Ask students to turn-and-talk about what they wrote for the “What do you notice?” and “What do you wonder about?” sections and their estimates

- Have student pairs share out one piece of information from their “What do you Notice?” or “What do you Wonder about?” sections that they agree is important for solving the problem. Use the information students share to make sure they are clear about what the problem is asking them to do.

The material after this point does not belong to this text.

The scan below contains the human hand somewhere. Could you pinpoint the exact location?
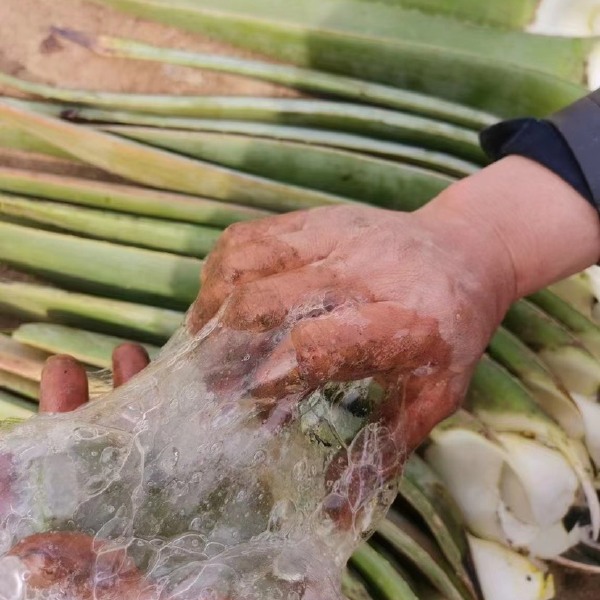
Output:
[188,206,514,450]
[7,344,152,600]
[39,343,150,413]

**TEACHER NOTE: **As students become more comfortable with the format of “What do you notice?” and “What do you wonder about?” the mini-lesson can be dedicated to other elements of the 4-Phases, such as estimation, selecting a strategy, writing a detailed and clear plan and recording a clear verbal explanation. See our 30-minute lesson plans for more ideas

**Work Time (20 minutes) **

Assign students, individually or in pairs, to use their work from the graphic organizer and the class discussion to create a Thinklet

Before students begin their work, have them test their microphones by completing a 3-second test recording in the Solve Phase that they listen to in the Review Phase

Remind students to write out all their work in the Solve Phase whiteboard before recording, pause their recordings if needed and keep their recordings to 1-3 minutes long. These recommendations make Thinklets more engaging to view and annotate

- As you circulate, encourage students to select efficient tools to use in the Solve Phase if needed. For Chromebooks, encourage students to use the text and equation editor, shapes, tables and arrays. The pen tool is best for iPad use

**TEACHER NOTE: **As students are working, circulate to look for students who are using interesting strategies. This time can also be used to conference with students about successes or struggles with the task. This information will alert you of which Thinklets should be reviewed in more detail at a later time to analyze student thinking.

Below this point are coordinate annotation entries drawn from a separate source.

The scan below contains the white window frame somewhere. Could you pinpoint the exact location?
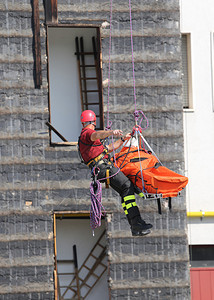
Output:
[210,31,214,112]
[181,32,193,112]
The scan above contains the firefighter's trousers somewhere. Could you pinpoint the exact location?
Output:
[97,159,140,220]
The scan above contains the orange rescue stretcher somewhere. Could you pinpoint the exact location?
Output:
[115,147,188,198]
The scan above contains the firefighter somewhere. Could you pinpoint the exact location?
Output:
[78,110,153,236]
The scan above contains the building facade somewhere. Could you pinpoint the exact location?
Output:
[0,0,190,300]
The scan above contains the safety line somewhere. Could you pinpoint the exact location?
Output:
[106,0,113,130]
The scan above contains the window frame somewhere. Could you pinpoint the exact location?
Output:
[210,31,214,112]
[181,32,194,112]
[46,24,104,147]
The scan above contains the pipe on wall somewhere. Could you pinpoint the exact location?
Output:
[187,211,214,218]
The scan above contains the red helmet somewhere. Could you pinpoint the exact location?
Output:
[80,110,96,123]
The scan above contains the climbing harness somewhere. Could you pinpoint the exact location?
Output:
[90,168,106,236]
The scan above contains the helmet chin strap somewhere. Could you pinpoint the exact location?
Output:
[83,121,96,128]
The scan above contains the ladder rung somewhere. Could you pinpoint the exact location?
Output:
[81,282,91,288]
[81,77,97,80]
[80,65,96,68]
[57,273,75,276]
[91,273,99,278]
[83,102,100,105]
[82,90,99,93]
[75,52,98,55]
[97,243,105,249]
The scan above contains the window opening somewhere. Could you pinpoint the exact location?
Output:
[181,34,192,109]
[47,26,103,144]
[54,214,109,300]
[189,245,214,268]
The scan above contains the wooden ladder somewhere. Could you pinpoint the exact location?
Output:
[75,37,103,129]
[62,231,107,300]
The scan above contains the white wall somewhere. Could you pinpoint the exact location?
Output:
[48,28,96,142]
[56,219,109,300]
[180,0,214,244]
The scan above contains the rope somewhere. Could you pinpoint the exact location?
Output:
[90,181,106,236]
[106,0,112,130]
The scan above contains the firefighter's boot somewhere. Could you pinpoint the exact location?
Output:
[130,216,153,236]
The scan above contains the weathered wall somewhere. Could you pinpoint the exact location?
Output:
[0,0,189,300]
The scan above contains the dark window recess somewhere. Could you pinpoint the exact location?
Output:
[189,245,214,268]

**Annotations (10 minutes) **

Assign students, individually or in pairs, to:

- Watch and annotate two Thinklets using the Annotations Tic-Tac-Toe or Annotations Sentence Frames

**TEACHER NOTE: **Plan which Thinklet students will review first to ensure that each student receives feedback. The second Thinklet can be the student’s choice or assigned so that students view a strategy different from their own.

**Optional Homework (5 minutes)**

Assign students to revise their solution on a new graphic organizer based on what they learned from watching peers’ Thinklets and reading the annotations written about their work.

**Preparing for the Next Session**

### review student work

Use observations collected while circulating during student work time to select specific students’ Thinklets to review in more detail. Use the embedded rubric* to evaluate student Thinklets

- Access the class rubric data* for the problem to determine if the majority of the class was successful with the concept/skill and problem-solving process
Mark students’ final answers as correct, partially, or incorrect using the quick-view “Answer” feature

* **CueTeach 1.0** provides embedded professional development tools to inform instruction. Rubrics, reflections and tagging features help teachers evaluate the efficacy of student tasks and share observations with a professional learning community.

**select the next problem**

If students need more practice and reinforcement with the concept/skill:

Select a similar problem to assign to the whole class or subgroups of students

- Clone the problem and create another version for extra practice

If students are ready to demonstrate their understanding of a new concept:

Search the CueThink Problem Bank by CCSS or Topic

- Select an application problem from your curriculum

**plan the next mini-lesson **

If students are still struggling to unpack a problem, plan a mini-lesson with a think-aloud or analysis of an exemplar to model what students should do in the Understand Phase

If students are struggling with other parts of the 4-Phases, use 30-minute lesson plans to work on: estimation, selecting a strategy, writing a detailed plan, organizing their solution, explaining their work or giving thoughtful feedback

**Reference**

Classroom Cognitive and Meta-Cognitive Strategies for Teachers. Florida Department of Education, Division of Public Schools and Community Education, Bureau of Exceptional Education and Student Services, 2010. Web 4 Apr. 2017.